Слезы высохли, и две иглы в тишине заработали вновь. Сцена была короткая, но чувствовалось, что надвигается гроза. Обе они заглянули в разделявшую их пропасть взаимного недоверия. Больше в этот день мать с дочерью не обмолвились ни словом. Жестокая тишина продолжала нагнетаться.

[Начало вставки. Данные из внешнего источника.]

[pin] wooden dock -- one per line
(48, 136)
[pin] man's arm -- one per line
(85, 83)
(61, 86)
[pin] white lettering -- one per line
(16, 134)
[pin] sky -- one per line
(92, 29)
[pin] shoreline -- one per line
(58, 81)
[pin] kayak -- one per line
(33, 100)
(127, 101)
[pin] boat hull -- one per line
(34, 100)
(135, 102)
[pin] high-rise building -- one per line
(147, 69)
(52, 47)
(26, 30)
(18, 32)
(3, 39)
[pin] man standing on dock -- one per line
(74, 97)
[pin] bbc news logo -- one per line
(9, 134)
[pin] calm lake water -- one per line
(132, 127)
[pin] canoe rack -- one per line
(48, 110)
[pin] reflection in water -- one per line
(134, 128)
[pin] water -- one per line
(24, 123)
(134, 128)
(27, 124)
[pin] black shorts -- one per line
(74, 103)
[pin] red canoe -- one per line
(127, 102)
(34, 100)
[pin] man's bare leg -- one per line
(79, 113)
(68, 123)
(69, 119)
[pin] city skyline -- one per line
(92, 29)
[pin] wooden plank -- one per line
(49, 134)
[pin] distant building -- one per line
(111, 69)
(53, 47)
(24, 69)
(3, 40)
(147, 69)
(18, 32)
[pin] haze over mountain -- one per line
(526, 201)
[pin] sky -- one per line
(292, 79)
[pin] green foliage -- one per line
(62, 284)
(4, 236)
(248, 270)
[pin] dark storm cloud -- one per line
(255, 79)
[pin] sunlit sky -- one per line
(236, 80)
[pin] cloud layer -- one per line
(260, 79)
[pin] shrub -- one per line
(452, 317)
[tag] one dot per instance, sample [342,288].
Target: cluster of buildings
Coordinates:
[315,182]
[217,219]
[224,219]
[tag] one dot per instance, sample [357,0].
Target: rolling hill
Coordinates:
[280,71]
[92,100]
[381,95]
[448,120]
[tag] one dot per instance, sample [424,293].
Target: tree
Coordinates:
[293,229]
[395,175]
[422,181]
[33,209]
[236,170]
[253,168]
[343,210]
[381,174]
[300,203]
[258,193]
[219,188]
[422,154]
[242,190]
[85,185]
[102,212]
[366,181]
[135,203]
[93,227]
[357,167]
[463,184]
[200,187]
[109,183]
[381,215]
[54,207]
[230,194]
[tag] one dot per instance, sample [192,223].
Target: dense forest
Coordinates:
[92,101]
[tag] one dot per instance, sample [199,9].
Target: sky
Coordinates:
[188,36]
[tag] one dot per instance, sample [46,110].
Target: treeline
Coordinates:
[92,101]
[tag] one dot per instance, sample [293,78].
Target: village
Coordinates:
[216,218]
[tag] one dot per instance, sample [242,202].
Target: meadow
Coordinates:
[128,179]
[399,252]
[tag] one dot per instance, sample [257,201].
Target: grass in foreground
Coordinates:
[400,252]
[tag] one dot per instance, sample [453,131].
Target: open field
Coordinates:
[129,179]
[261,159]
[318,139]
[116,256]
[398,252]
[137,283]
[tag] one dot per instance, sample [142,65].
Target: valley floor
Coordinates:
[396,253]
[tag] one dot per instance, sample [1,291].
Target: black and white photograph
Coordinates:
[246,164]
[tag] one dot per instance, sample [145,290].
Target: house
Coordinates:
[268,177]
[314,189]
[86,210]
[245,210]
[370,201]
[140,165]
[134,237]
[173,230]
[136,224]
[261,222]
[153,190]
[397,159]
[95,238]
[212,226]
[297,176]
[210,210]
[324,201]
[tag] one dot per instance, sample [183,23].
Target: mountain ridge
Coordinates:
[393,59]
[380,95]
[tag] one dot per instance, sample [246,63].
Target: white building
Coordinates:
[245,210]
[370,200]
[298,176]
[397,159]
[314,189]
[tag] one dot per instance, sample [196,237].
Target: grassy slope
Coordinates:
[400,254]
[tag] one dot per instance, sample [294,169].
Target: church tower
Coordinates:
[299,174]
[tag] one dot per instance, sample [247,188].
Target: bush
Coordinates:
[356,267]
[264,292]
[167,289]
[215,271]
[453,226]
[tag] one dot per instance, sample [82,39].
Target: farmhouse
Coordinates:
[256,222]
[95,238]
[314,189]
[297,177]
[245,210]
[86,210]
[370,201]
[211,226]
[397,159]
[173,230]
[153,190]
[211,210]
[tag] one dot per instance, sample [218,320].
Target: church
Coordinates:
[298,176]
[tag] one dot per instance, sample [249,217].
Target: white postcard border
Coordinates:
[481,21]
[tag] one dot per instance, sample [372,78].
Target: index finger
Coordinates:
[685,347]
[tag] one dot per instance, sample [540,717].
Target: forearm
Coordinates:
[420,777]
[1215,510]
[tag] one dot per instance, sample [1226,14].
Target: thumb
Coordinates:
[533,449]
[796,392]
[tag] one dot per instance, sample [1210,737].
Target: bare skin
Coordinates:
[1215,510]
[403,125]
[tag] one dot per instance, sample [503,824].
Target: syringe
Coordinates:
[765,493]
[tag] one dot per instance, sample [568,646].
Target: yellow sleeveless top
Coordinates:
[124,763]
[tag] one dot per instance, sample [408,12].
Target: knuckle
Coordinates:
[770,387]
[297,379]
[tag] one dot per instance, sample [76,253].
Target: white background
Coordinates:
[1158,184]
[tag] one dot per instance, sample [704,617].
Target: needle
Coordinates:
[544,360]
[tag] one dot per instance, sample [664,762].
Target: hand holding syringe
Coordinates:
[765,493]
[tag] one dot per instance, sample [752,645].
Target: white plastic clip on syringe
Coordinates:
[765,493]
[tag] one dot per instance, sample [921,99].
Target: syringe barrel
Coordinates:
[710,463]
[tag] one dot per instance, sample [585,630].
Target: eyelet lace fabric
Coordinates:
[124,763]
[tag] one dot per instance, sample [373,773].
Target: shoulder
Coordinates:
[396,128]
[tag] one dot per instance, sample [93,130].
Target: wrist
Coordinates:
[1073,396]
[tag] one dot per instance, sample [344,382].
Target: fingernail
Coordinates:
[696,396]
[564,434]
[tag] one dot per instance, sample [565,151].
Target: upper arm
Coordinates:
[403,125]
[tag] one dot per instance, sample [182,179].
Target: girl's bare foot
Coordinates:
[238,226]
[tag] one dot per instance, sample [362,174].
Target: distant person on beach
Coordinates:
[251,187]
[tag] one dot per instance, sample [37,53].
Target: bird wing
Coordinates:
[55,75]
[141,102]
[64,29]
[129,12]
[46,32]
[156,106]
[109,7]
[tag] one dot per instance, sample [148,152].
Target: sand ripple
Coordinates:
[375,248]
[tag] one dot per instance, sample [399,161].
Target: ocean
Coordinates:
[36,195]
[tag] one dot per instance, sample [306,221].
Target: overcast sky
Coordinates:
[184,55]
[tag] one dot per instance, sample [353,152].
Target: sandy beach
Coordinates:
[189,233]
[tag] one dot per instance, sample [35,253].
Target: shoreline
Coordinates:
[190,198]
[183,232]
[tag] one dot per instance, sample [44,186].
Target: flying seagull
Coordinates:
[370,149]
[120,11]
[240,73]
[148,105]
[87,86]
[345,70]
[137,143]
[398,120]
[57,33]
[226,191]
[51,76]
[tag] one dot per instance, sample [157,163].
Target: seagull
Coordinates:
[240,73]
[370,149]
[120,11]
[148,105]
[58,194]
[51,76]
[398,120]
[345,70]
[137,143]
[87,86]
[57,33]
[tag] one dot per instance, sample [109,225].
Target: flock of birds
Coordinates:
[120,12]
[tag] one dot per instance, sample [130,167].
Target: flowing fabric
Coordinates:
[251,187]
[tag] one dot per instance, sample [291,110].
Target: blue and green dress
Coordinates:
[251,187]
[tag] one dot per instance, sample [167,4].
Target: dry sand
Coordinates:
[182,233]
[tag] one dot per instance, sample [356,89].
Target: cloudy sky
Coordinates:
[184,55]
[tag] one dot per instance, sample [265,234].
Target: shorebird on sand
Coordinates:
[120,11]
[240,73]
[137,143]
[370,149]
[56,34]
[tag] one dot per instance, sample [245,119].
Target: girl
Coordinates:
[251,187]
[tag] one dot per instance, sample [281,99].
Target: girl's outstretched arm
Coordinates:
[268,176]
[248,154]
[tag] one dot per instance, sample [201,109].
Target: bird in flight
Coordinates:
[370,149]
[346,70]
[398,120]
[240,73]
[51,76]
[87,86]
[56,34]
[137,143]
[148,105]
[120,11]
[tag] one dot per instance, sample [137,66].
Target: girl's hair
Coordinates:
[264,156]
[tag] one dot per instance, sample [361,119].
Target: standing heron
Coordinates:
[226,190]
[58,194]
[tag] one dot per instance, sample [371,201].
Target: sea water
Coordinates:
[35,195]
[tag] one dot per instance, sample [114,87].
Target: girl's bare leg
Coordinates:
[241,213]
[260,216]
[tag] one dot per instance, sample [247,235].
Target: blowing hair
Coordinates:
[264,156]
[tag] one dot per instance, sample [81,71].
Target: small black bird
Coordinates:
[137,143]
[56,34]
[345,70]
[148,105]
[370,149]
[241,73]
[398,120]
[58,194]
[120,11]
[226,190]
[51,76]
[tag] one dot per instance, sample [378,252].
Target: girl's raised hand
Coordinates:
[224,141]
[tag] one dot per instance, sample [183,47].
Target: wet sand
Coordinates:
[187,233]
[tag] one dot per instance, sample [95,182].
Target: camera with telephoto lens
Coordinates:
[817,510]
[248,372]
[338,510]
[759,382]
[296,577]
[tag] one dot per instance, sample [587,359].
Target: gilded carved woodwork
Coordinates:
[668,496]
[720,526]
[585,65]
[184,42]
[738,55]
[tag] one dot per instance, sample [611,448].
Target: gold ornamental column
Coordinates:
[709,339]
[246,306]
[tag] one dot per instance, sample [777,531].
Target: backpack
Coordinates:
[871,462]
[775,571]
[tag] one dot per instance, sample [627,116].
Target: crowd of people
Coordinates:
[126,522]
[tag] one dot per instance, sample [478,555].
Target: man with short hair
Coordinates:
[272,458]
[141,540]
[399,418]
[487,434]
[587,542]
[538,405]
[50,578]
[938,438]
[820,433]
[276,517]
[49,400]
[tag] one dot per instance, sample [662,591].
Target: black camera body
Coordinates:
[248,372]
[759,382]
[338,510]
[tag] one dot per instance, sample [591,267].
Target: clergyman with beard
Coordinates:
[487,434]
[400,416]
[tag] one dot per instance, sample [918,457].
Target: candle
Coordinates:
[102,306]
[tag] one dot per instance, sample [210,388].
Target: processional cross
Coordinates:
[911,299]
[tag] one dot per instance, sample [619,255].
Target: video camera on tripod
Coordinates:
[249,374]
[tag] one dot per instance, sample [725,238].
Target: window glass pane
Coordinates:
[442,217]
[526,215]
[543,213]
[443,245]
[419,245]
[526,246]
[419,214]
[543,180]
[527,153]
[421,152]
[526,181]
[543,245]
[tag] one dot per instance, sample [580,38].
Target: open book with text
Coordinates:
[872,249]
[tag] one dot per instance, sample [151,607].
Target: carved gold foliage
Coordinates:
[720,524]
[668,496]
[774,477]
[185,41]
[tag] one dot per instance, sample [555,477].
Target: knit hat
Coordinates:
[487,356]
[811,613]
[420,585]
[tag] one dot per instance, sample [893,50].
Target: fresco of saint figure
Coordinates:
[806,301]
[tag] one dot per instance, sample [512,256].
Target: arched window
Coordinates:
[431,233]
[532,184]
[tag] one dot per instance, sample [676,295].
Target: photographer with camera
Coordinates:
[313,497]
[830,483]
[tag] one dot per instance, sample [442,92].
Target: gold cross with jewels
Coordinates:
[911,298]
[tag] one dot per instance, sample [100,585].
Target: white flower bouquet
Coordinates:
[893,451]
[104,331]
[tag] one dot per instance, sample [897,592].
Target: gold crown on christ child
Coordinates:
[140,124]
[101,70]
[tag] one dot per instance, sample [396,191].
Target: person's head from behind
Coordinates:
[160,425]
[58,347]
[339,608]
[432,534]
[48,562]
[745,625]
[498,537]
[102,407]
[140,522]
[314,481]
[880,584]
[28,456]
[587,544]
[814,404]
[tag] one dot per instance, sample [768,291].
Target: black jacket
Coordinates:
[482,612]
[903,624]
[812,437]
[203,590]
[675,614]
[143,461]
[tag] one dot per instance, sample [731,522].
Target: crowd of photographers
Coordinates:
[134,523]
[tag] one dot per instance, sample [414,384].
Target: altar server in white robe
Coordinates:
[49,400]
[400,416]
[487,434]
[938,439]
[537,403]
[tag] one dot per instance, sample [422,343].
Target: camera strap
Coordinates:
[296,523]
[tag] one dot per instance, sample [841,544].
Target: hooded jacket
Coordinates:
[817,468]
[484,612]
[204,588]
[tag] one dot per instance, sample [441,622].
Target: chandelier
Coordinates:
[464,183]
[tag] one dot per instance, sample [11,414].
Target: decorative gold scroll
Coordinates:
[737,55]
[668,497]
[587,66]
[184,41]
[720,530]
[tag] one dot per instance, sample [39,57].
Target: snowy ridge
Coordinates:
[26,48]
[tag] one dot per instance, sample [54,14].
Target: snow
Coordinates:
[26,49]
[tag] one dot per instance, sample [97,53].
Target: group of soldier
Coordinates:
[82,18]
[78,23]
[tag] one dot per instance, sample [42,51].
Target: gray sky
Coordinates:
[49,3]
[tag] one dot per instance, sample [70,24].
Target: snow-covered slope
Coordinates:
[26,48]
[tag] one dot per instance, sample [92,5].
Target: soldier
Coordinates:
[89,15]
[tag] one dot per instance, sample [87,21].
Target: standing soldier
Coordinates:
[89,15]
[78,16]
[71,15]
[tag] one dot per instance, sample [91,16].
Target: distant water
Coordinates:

Эта тишина словно застывала между ними. А что может быть более печальным, более зловещим, чем когда живущие рядом не разговаривают друг с другом. Несмотря на всю ее решимость, боязнь удостовериться в своей правоте удерживала мадам де Ферьоль, и прошло еще несколько безмолвных дней. Наконец, в одну из бессонных ночей, размышляя о молчании, унижавшем их обеих, о гнетущем беспокойстве, порождавшем страх, мадам де Ферьоль устыдилась своей слабости. „Ластения пусть трусит, это ее дело, а я трусить не буду“, — и мадам де Ферьоль вскочила с кровати и схватила со стола лампу, которую она всегда держала зажженной, чтобы, когда не спится, видеть у себя в алькове распятие и, глядя на него, молиться с большим усердием. Но в этот раз она не созерцала распятие с молитвой на устах, она сорвала его со стены и в отчаянии понесла с собой, надеясь на его помощь в беде, готовой на нее обрушиться, — ведь навстречу ей и шла мадам де Ферьоль. Надо было сию минуту покончить со снедавшим ее мучительным беспокойством. Она вошла к дочери с лампой в одной руке, с распятием в другой, в белом ночном одеянии, словно страшный призрак. К счастью, никто не мог ее видеть, никого она не испугала, хотя сама была настоящим воплощением ужаса. Что ей теперь делать? Ластения спала, едва дыша, без сновидений, тем безжизненным сном, похожим на смерть, в который по ночам проваливаются люди, днем много страдавшие. Мадам де Ферьоль подняла дрожавшую в ее руке лампу и осветила лицо дочери; потом поводила лампой вокруг спящей Ластении, как бы пытаясь, воспользовавшись ее беззащитностью, проникнуть в тайну ее недуга.